Now Sieberns can proudly share her New Century Farmer experience with other FFA’ers. From meeting a Lays potato producer from Florida and a vegetable farmer from south Texas to touring Dupont Pioneer and hearing from the National FFA Organization CEO Mark Peoschl about the future of FFA, it was an experience Sieberns will never forget.
“There is nothing that is more encouraging than meeting 49 other FFA members from across the nation that share the exact same passion as you do. Even though not everyone has cattle or 5,000 acres of row crops, that doesn’t matter in the grand scheme of things,” Sieberns said. “All that matters is that we all have a passion for agriculture and want to continue improving our current farming operations.”
Sieberns took home a great deal of information from the New Century Farmer program on the latest technology for farming. And even though her family farm probably can’t afford it, she said it’s good to know what options farms have today.
Finally, as a woman in agriculture, Sieberns said she recognizes it is important to take advantage of every learning experience she can, whether it’s a field day, seminar, or a workshop.
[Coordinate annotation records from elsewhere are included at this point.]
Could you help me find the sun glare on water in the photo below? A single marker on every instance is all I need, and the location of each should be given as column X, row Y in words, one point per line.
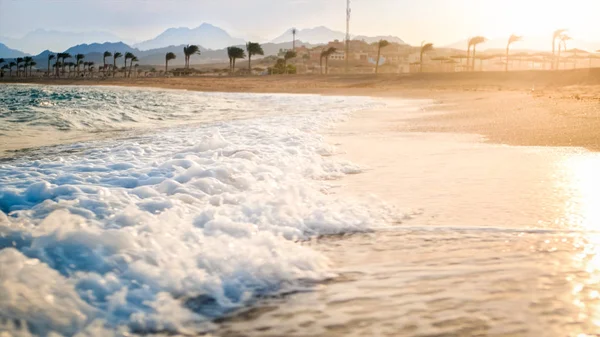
column 582, row 213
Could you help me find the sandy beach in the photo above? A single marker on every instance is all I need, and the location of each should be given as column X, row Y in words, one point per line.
column 466, row 236
column 518, row 108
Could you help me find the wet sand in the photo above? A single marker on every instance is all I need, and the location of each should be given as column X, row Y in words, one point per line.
column 496, row 240
column 539, row 108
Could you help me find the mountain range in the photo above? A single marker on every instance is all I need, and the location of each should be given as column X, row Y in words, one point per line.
column 41, row 39
column 206, row 35
column 156, row 57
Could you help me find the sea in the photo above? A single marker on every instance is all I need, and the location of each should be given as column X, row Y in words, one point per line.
column 138, row 212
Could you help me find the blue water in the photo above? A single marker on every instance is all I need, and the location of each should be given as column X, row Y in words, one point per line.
column 196, row 216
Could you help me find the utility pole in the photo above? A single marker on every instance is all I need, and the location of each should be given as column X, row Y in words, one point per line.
column 348, row 11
“Even if you’re only interested in animals, be sure you push yourself to learn about crops and plants too, because everything in agriculture works together,” Sieberns said. “Before my agriculture teacher made me take a plant and soil science class my freshman year of high school, I hated studying plants. I hated studying them because I didn’t understand them, but after that class, it completely changed my way of thinking and made me just as interested in plants as I am in livestock.”
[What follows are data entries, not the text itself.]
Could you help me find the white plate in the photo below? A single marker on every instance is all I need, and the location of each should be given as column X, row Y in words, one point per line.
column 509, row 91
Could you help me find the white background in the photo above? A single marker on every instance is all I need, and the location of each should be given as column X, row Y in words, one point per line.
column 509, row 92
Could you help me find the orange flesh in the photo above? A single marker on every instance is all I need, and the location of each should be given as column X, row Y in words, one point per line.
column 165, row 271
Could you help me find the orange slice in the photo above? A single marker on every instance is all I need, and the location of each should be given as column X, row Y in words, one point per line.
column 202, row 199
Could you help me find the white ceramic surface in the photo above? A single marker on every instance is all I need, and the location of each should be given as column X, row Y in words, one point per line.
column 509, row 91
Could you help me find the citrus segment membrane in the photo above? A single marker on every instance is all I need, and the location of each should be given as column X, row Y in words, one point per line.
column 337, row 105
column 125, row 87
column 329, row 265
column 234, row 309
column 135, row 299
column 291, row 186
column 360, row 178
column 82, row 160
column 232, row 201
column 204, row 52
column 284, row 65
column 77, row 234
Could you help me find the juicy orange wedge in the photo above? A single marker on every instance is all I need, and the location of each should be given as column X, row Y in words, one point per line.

Sieberns has some other advice for young ladies looking to pursue a career in agriculture:
- Get involved with 4-H and FFA as soon as possible because those organizations are the best ways to get involved with agriculture.
- Do not get discouraged. Sieberns said while it can be a little discouraging at times because not everyone is receptive about the increasing number of women coming into the agricultural field, keep pushing on and proving to people how much you know and how much you are willing to learn.
- Women in agriculture need to remember to set a good example. People are watching you, even when you think no one is around. Thirty years ago, it may not have been common place for a woman to be running a family farm, but now it is becoming more and more common.
For example, during hay season Sieberns teds hay on a rented piece of property down the road, and in the house that’s on that property live a family of four, the two children being young girls.
“One day their mother told me her two girls love to watch me drive the tractor out in the field because I’m ‘that girl who can drive a tractor,’ and when she told me that it made realize that I had impacted those two girls’ lives without even talking to them,” Sieberns said. “So, just always remember to set a good example, even when you think no one is paying attention to you.”